Chris Sliva, the AdvancePierre president and CEO who only joined the business in November, said the company “couldn’t be more delighted to join Tyson”.

Sliva added: By combining our complementary, market-leading portfolios, both companies will realise greater opportunities. This combination will allow AdvancePierre to accelerate its growth and broaden its distribution network by leveraging Tyson’s existing distribution infrastructure and go-to-market capabilities.”

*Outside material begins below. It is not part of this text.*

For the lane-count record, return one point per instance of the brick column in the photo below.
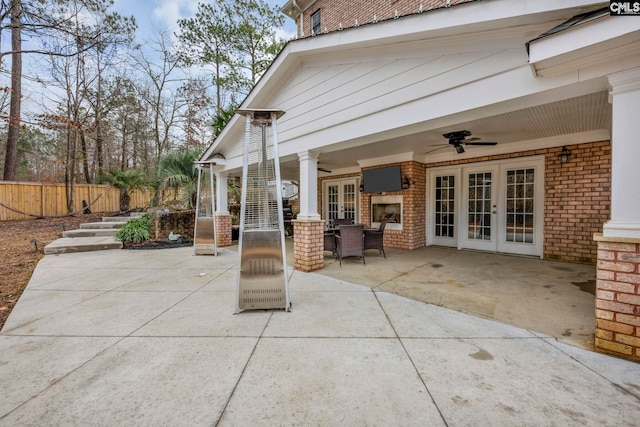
(308, 245)
(618, 296)
(223, 230)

The $4.2bn value of the deal comprises $3.2bn in equity value plus the assumption of $1.1bn of AdvancePierre’s debt.

Tyson said the acquisition, when finalised, “is expected to be immediately accretive” to its earnings per share on a GAAP and cash basis, excluding one-time costs.

The company said it expects to see “significant cost and revenue synergies”. It forecast cost savings of around $200m, which it said would be fully realized within three years, through consolidating manufacturing and distribution, as well as tackling overheads and benefiting from efficiencies in procurement. Tyson said it also sees the opportunity to use raw materials from its fresh meats division “to drive growth and efficiency”.